La deuxième solu­tion, très élé­gante, vise à modi­fier l’or­bite par laser. De tout petits pulses déposent à la sur­face du débris une éner­gie très éle­vée qui vapo­rise la sur­face. Le laser pro­voque une très légère abla­tion, qui génère en s’éjectant un petit panache de gaz, qui agit alors comme un moteur de fusée. Plus que la tra­jec­toire du débris, on modi­fie sa période – une varia­tion d’une seconde sur une orbite de 90 minutes fait que le débris per­dra 14 secondes en 24 heures. Cela suf­fit à évi­ter la collision.

La troi­sième solu­tion, bap­ti­sée Space Blo­wer, consiste à créer une atmo­sphère arti­fi­cielle devant le débris en pul­vé­ri­sant un nuage de micro­par­ti­cules pour le ralentir.

Toutes ces solu­tions néces­sitent-elles une inter­ven­tion depuis l’espace ?

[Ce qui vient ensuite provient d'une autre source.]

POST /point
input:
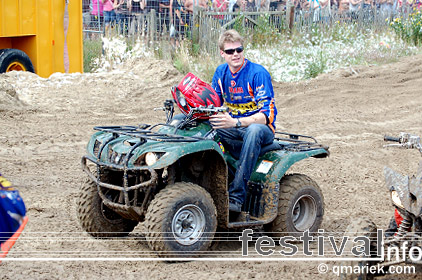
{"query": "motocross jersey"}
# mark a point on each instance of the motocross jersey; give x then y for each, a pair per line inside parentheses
(247, 91)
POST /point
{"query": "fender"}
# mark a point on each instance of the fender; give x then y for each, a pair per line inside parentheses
(272, 166)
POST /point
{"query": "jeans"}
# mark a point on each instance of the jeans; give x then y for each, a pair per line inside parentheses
(244, 143)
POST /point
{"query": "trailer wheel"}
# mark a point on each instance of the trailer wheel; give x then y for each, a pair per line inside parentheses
(96, 218)
(15, 60)
(360, 227)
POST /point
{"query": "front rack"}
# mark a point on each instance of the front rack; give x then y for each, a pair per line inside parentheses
(297, 142)
(144, 131)
(287, 141)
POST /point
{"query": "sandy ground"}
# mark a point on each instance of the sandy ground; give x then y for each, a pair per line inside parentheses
(46, 124)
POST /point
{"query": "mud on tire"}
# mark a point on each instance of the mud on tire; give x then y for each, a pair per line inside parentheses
(300, 207)
(96, 218)
(181, 221)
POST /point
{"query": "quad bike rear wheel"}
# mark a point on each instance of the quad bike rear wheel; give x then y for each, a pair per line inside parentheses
(181, 221)
(15, 60)
(365, 228)
(300, 207)
(96, 218)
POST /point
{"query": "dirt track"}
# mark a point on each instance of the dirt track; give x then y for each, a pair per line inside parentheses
(44, 134)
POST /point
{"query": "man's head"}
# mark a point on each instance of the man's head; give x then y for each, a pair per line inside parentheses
(231, 49)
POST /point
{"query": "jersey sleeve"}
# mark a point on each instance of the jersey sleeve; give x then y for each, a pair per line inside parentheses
(264, 95)
(217, 84)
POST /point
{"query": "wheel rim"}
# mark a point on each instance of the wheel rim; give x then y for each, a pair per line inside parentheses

Pas for­cé­ment, mais il est cer­tain que cela faci­li­te­rait les inter­ven­tions. Il y a déjà plu­sieurs pro­jets d’« in orbit ser­vices », des sta­tions-ser­vices dans l’es­pace. À l’ins­tar des camion­nettes de dépan­neurs, ces sta­tions en orbite seraient capables d’ef­fec­tuer dif­fé­rentes mis­sions comme, par exemple, de désor­bi­ter ou de ravi­tailler en car­bu­rant un satel­lite. Cela pour­rait aus­si contri­buer à finan­cer les dif­fé­rentes solu­tions d’é­vi­te­ment des collisions.